DHCP peer failure and pool exhaustion...

Mon Sep 9 19:13:10 UTC 2013

Gregory Sloop wrote:
>SC> No, and that's generally a bad thing to do, that type of DR scenario
>SC> should not be automated as it could be triggered accidentally by a
>SC> number of situations.
>
>Yes, I can see how that could happen - and if I understand things
>correctly, it would be a bad thing(tm) if the peer that was
>automagically put into "partner-down" suddenly came up.

Actually, no it isn't a bad thing. When it comes up, the first thing it will try and do is talk to it's peer. Assuming it can, then they go through a process of getting each other "up to date" as to the state of the enetwork - which principally means syncing all the lease changes to the previously down partner.
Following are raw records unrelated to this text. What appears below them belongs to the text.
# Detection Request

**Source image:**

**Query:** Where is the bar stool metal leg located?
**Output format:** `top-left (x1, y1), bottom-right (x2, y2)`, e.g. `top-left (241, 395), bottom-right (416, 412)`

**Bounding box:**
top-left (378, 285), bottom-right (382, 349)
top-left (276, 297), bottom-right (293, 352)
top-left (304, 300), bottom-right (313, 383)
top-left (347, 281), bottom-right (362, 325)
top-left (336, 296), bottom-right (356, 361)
>SC> You should calculate the pools to ensure that there is enough IPs for
>SC> all the clients, plus some buffer space to allow for a host to fail. I
>SC> would usually size the pool at 120-150% of the number of clients
>SC> depending on the size of the subnet to start with.
>
>Yeah, I understand this too. It's simply a failing of the network I'm
>working this in, and it's something we can't just change easily.
>[Though we are working to change it.] There is a lot of churn. Yeah,
>it's ugly too.

Yes, it can be a pain inheriting something in a "we wouldn't start from here" state. Are there really no odd small blocks dotted around the subnet that you could steal ?

>However, I *still* think that the DHCP server fail-over/peer could
>work in a way to handle this. I understand it probably requires some
>structural changes and some heavy lifting, but I think it's generally
>what people expect fail-over/peering to look like - not what we
>currently have.

Well if you are happy that if "the partner is not visible" almost certainly means it's "not there and working" then it shouldn't take too much scripting to look either at the logs or poll the server for status. Then you can wait a bit and put the live peer into partner down state.

There has been a certain amount of discussion about this over the years - and one suggestion has been to add a config option to control this. Keep the default as it is, but allow the administrator to change it. I believe part of the reason for the current state of affairs is from a viewpoint that there are network topologies that could mean the peers are unable to communicate with each other, but both of them can communicate with their clients. If you were to put both peers into partner down state - then chaos would ensue as they proceeded to issue duplicate leases.